PyTorch Image Quality (PIQ) is not endorsed by Facebook, Inc.;
PyTorch, the PyTorch logo and any related marks are trademarks of Facebook, Inc.
PyTorch Image Quality (PIQ) is a collection of measures and metrics for image quality assessment. PIQ helps you to concentrate on your experiments without the boilerplate code. The library contains a set of measures and metrics that is continually getting extended.

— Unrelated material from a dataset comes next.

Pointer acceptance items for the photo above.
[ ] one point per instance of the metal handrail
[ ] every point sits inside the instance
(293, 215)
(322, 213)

For measures/metrics that can be used as loss functions, corresponding PyTorch modules are implemented.
We provide:
- Unified interface, which is easy to use and extend.
- Written on pure PyTorch with bare minima of additional dependencies.
- Extensive user input validation. Your code will not crash in the middle of the training.
- Fast (GPU computations available) and reliable.
- Most metrics can be backpropagated for model optimization.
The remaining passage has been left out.